These transactions continue the high volume of activity the company has generated over the past year, with seven acquisitions and renovations, along with the four recent dispositions.
The Fresno asset, La Costa Apartments, at 1535 N. Cedar Avenue, was acquired out of a special servicer’s REO portfolio for $3.26 mil. At close, the 124-unit property was approximately 50% vacant and required an extensive renovation of the common areas and the unit interiors. Upon completion of the renovations, estimated to cost $650k, Trion will commence an aggressive leasing program to increase the occupancy to 90%+ and ultimately stabilize the asset. Trion will then list the property for sale with the procuring broker, Kitty Wallace of Colliers International.
The company’s acquisition in Sacramento consisted of four notes backed by 224 units with an unpaid principal balance of approximately $7 mil, or $32k per unit. It was acquired directly from a national lender. The four properties are located in the Arden-Arcade submarket of Sacramento.
Commenting on the transaction, Trion Properties’ Max Sharkansky said, “The opportunity lies in a workout with the borrower where the loans will be paid off through a refinance, unless other methods of workout are available with the borrower.”

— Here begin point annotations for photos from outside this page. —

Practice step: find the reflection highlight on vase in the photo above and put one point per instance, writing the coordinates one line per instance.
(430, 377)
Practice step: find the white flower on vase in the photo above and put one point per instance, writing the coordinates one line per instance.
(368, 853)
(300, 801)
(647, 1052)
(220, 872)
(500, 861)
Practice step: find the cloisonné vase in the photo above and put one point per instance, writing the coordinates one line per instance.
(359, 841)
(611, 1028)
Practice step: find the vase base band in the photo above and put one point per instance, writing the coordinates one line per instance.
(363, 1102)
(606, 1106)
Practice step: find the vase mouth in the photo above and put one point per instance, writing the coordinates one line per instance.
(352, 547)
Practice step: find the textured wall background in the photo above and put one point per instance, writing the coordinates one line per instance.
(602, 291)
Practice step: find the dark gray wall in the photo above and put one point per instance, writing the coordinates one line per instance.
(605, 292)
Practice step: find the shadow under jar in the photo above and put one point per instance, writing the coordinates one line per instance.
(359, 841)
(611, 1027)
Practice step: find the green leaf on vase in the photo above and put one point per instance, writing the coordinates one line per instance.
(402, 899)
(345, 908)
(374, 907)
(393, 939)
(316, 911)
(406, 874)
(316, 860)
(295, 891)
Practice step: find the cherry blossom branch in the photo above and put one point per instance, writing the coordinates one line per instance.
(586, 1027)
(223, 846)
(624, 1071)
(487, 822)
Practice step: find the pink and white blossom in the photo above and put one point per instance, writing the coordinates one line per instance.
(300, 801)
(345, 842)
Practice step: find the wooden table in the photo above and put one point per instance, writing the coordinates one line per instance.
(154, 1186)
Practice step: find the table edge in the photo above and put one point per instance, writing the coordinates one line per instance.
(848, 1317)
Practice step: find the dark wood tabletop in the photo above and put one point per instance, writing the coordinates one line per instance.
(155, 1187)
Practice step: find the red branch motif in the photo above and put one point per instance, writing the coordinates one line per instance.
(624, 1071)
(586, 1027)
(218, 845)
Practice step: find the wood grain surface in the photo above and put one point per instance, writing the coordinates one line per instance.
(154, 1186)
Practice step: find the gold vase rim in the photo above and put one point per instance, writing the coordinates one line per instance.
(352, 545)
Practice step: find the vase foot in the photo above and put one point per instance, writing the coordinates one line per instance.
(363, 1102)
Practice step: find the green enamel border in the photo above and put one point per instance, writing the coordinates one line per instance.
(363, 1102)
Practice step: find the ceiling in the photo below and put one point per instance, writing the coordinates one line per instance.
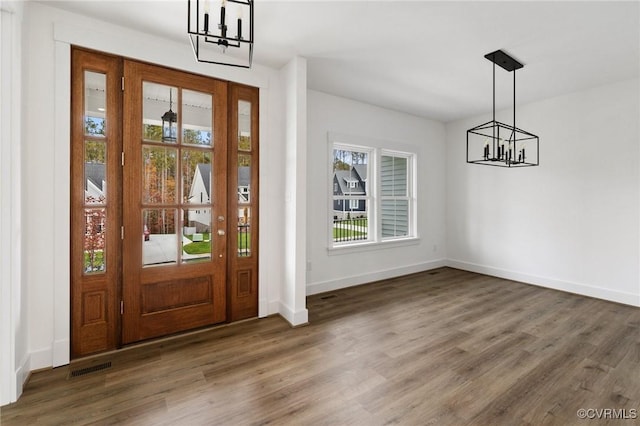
(423, 57)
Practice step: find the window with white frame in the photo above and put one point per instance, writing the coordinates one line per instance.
(373, 196)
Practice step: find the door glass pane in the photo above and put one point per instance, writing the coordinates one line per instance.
(159, 239)
(95, 103)
(95, 178)
(244, 126)
(196, 176)
(159, 112)
(94, 241)
(395, 218)
(196, 234)
(197, 111)
(244, 231)
(159, 175)
(244, 179)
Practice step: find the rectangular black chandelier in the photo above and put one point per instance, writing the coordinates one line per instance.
(498, 144)
(221, 31)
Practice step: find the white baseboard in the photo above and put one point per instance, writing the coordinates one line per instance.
(567, 286)
(330, 285)
(274, 307)
(22, 375)
(294, 318)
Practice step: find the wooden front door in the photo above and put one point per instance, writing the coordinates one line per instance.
(164, 209)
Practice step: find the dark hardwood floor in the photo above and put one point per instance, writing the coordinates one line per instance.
(444, 347)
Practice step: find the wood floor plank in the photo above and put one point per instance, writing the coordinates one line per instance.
(444, 347)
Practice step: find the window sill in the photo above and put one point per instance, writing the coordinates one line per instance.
(372, 245)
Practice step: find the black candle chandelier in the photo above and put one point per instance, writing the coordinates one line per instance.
(498, 144)
(221, 31)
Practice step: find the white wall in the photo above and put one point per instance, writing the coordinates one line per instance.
(328, 270)
(572, 223)
(13, 309)
(48, 36)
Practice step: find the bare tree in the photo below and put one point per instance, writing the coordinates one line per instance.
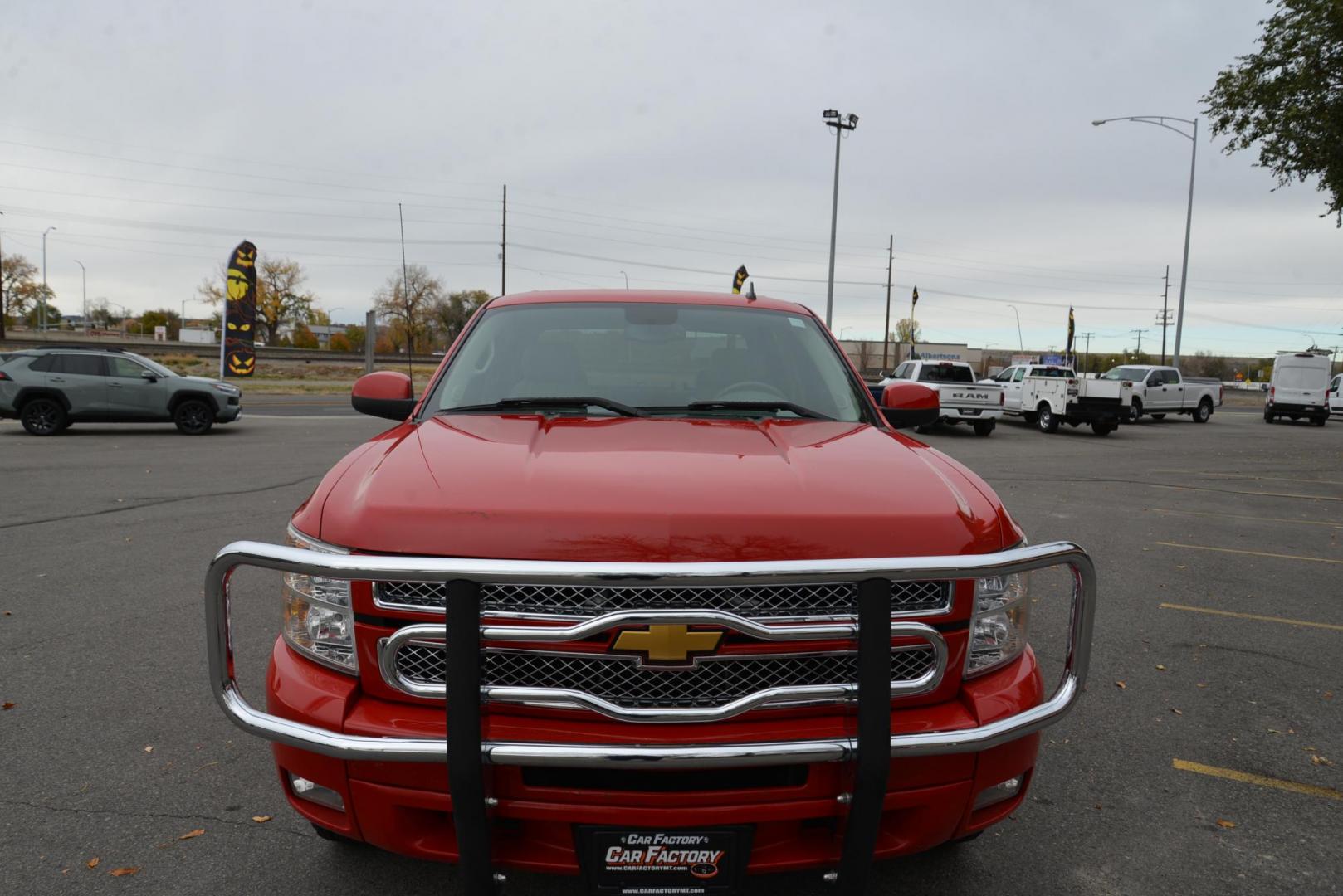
(408, 299)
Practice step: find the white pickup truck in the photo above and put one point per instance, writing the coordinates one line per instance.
(1162, 390)
(1048, 395)
(960, 398)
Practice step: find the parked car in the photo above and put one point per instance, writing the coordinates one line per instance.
(1012, 379)
(1299, 387)
(613, 511)
(1162, 390)
(50, 388)
(960, 397)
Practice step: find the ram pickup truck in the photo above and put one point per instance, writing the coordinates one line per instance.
(614, 597)
(960, 398)
(1160, 390)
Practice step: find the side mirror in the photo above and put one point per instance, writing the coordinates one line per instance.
(906, 405)
(384, 394)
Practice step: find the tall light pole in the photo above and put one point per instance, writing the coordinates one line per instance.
(84, 292)
(841, 124)
(1021, 344)
(42, 305)
(1189, 210)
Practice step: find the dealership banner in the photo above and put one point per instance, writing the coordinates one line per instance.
(238, 356)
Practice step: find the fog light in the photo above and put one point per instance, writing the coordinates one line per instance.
(998, 793)
(315, 793)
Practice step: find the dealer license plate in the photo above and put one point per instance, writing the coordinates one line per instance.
(657, 861)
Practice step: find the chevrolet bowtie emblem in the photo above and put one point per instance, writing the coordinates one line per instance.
(667, 642)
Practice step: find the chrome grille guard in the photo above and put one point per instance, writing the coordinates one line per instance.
(365, 567)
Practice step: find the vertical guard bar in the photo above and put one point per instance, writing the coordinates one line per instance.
(465, 772)
(869, 790)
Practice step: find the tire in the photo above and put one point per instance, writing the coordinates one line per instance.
(1047, 419)
(193, 416)
(43, 416)
(325, 833)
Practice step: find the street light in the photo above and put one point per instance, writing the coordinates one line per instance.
(42, 304)
(84, 289)
(1189, 212)
(1021, 344)
(841, 124)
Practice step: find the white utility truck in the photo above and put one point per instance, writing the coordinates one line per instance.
(1160, 390)
(1301, 387)
(960, 398)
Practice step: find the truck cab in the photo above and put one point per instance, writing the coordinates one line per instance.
(639, 567)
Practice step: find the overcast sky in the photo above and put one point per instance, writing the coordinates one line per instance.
(672, 143)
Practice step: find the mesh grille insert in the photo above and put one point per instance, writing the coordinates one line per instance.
(755, 601)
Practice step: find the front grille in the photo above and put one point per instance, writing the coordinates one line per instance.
(754, 601)
(711, 683)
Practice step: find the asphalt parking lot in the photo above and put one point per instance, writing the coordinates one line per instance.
(1205, 758)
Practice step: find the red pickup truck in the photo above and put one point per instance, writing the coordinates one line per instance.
(647, 587)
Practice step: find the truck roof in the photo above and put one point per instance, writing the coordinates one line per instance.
(650, 296)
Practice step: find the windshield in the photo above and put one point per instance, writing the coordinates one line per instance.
(650, 356)
(158, 368)
(945, 373)
(1127, 373)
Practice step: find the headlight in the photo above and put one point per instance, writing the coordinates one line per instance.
(319, 620)
(998, 625)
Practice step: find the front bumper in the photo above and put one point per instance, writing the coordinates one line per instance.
(466, 751)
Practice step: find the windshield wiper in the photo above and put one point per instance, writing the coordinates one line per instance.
(548, 403)
(758, 406)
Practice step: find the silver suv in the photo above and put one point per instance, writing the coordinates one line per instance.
(50, 388)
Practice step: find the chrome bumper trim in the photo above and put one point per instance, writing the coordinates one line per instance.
(360, 567)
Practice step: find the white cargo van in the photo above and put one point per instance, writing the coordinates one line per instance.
(1299, 387)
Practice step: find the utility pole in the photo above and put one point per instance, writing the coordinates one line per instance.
(841, 124)
(406, 297)
(886, 334)
(1139, 349)
(1087, 353)
(42, 314)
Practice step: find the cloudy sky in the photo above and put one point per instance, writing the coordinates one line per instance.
(667, 144)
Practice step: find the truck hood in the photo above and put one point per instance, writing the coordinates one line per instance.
(632, 489)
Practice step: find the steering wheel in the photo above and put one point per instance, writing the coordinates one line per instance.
(750, 386)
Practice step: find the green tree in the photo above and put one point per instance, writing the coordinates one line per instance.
(1287, 97)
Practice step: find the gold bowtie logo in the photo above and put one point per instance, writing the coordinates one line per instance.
(667, 642)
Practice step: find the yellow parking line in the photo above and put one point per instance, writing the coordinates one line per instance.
(1247, 778)
(1252, 616)
(1253, 553)
(1245, 516)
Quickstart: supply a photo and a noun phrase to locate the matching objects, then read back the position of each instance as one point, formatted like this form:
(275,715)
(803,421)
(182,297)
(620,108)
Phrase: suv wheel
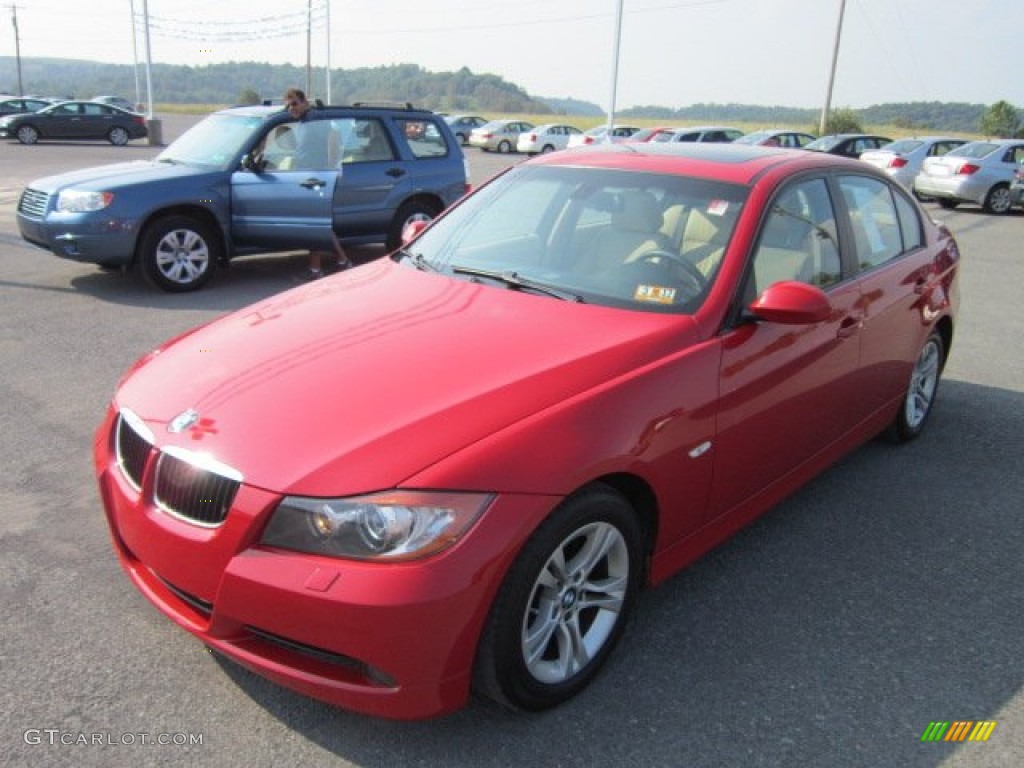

Trion Properties also concluded a seven-month investment with the sale of a 16-unit townhome property at 2280 South Dr in Auburn, which is also in the Sacramento submarket. The company acquired the asset in December 2011 for $1.35 mil through the purchase of the nonperforming bifurcated construction loan and subsequent Deed in Lieu. Tony Azzi and Rabbie Banafsheha from Marcus & Millichap represented both the buyer and the seller in the transaction.
The property was 80% occupied when title was acquired and required minimal renovations. The units were originally built as condominiums and consist entirely of three-bed/three-bath townhomes with an average size of 1.35k sf. The property also has a recorded tract map and DRE white slips, creating value for an investor with a condominium exit strategy. The property was sold for $2.4 mil after a total hold period of seven months, creating a return to the investors of $662k and yielding a triple-digit internal rate of return (IRR).